Niall reveals that he is actually Prince Niall, true heir to the throne of the region. His kingdom was attacked by a rival and his daughter, and Niall’s father was killed and Niall was gravely wounded. His brother, Colm, who was little more than a boy at the time, drew the ire of the daughter, a dark witch, and was cursed horribly and kept as a prisoner. Niall has returned to free his brother and reclaim his kingdom from the terrible rule. He and Turlough must part—both have obligations to rescue their family that they cannot ignore, no matter how much their hearts protest the separation. They vow to find each other when they have completed their tasks.

Turlough brings Niall to the sea—a rendezvous point with an ally—as promised and then departs. It is with a heavy heart that he finds a giant he eventually befriends and convinces to guard the tree in exchange for all the fae berries he can eat, freeing himself from exile and exonerating his brother.

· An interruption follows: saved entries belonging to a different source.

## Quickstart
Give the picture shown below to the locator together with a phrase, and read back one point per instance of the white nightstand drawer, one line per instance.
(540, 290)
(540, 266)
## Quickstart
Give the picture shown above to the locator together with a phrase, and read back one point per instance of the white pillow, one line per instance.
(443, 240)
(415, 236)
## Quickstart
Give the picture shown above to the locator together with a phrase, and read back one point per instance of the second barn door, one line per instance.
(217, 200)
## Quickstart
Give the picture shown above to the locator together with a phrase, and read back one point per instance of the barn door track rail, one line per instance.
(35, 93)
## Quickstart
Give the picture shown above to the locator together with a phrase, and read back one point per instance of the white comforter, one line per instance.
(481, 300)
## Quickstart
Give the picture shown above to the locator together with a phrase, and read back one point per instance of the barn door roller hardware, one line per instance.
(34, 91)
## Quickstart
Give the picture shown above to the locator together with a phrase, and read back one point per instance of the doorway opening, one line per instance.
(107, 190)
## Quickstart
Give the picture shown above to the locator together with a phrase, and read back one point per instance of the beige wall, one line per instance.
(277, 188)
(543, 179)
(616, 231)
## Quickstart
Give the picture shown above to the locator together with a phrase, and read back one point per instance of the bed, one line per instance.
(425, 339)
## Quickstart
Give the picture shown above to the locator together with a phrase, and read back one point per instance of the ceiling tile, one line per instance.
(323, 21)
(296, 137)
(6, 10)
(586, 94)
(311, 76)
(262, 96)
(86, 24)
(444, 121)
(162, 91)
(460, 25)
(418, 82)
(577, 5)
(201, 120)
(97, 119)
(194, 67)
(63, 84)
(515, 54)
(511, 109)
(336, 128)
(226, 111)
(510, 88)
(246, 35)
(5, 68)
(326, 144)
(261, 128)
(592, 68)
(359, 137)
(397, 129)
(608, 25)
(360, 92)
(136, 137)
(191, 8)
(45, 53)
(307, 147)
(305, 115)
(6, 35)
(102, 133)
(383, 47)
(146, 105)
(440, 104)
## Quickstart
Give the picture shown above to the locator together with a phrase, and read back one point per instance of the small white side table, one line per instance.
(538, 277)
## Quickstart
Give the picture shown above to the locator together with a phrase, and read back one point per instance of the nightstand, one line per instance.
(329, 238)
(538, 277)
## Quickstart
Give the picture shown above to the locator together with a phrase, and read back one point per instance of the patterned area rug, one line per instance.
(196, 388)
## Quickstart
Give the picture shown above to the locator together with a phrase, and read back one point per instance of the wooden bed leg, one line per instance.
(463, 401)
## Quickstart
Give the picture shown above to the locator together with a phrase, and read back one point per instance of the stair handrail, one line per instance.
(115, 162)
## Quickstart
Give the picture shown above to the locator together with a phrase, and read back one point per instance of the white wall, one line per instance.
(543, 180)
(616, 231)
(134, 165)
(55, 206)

Meanwhile, Colm, Niall’s brother, has been suffering under the cruelty of Fiona the witch, but he has also managed to find love. Enda, a shifter who takes the form of a robin, sees beyond the vicious disfigurement Fiona cursed Colm with, to the beauty of his soul. Enda recognizes that Colm is meant to be his mate and he vows to free Colm from the curse and keep him safe from Fiona’s retribution. He seeks help from his family and they tell him of the fae berry tree that now grows in his forest that could break the curse. Enda seeks the tree despite the danger of the giant who stands guard.

Fiona has also heard of the tree and vows to claim the faerie magic to strengthen her own power. All of their paths intersect at the tree and man, fae, shifter, and giant must find a way to work together if they ever have any hope of defeating the potent force of the dark witch.

I really wanted to like this book so much. I love me a good quest, and toss in some faeries (which are my favorite fantasy creatures) and it’s usually a fantastic recipe. Unfortunately, this one was pretty disappointing. There were flashes of brilliance among the rest of the drudgery, but all that did was make me even more disappointed. I wanted the rest of the book to be like those handful of passages.

The biggest drawback here was the writing style. It was incredibly choppy and there was little to no variation in syntax, which made it very difficult to read. After paragraph after paragraph of “Turlough went here. It looked like this. Turlough did that. It made him feel this way,” it all started to feel incredibly formulaic and while in most cases there technically wasn’t any “telling,” it certainly felt that way. It also lessened the impact of just about every phrase or sentence that wasn’t a direct action. Descriptive passages didn’t actually feel like they described anything and what little page space there was devoted to emotions didn’t connect with me at all.

This also bled over into the characters. Firstly, they didn’t really seem to have much differentiation in terms of personality. If we played the word association game and you gave me all four main characters’ names, I’m positive my answer would be “desperately in love” for all of them. That normally isn’t really a personality trait, but with this group it is. I guess you could say each of them had superficial qualities that made them unique, but mostly they were one big lump of star-crossed romance. And now that I’ve claimed that they were each unique in some way, I find myself frantically trying to come up with any example—and failing. Which I guess means that they really weren’t all that well-developed as characters and don’t actually have any depth beyond “my penis says this man is my soul mate.”

The one thing about this book that I did really enjoy was the plotline. I said earlier that I love a good quest, and the genesis of this one was inventive and interesting. I loved the way both storylines intersected in the final conflict, and even though the villain was pretty cliché and predictable, I found myself really enjoying the big battle with her. It’s really the only emotionally satisfying element of the story and though I’ve read things that were similar in some ways, it did feel really creative.

So, if you’re like me and you just love faeries and fantasy quest stories, you might enjoy this one just for the interesting plot if you can get past the sketchy writing and the frankly disappointing romance element. If you’re a reader who can read a romance novel and ignore the romance, I’d say give it a shot, otherwise I’d give it a pass.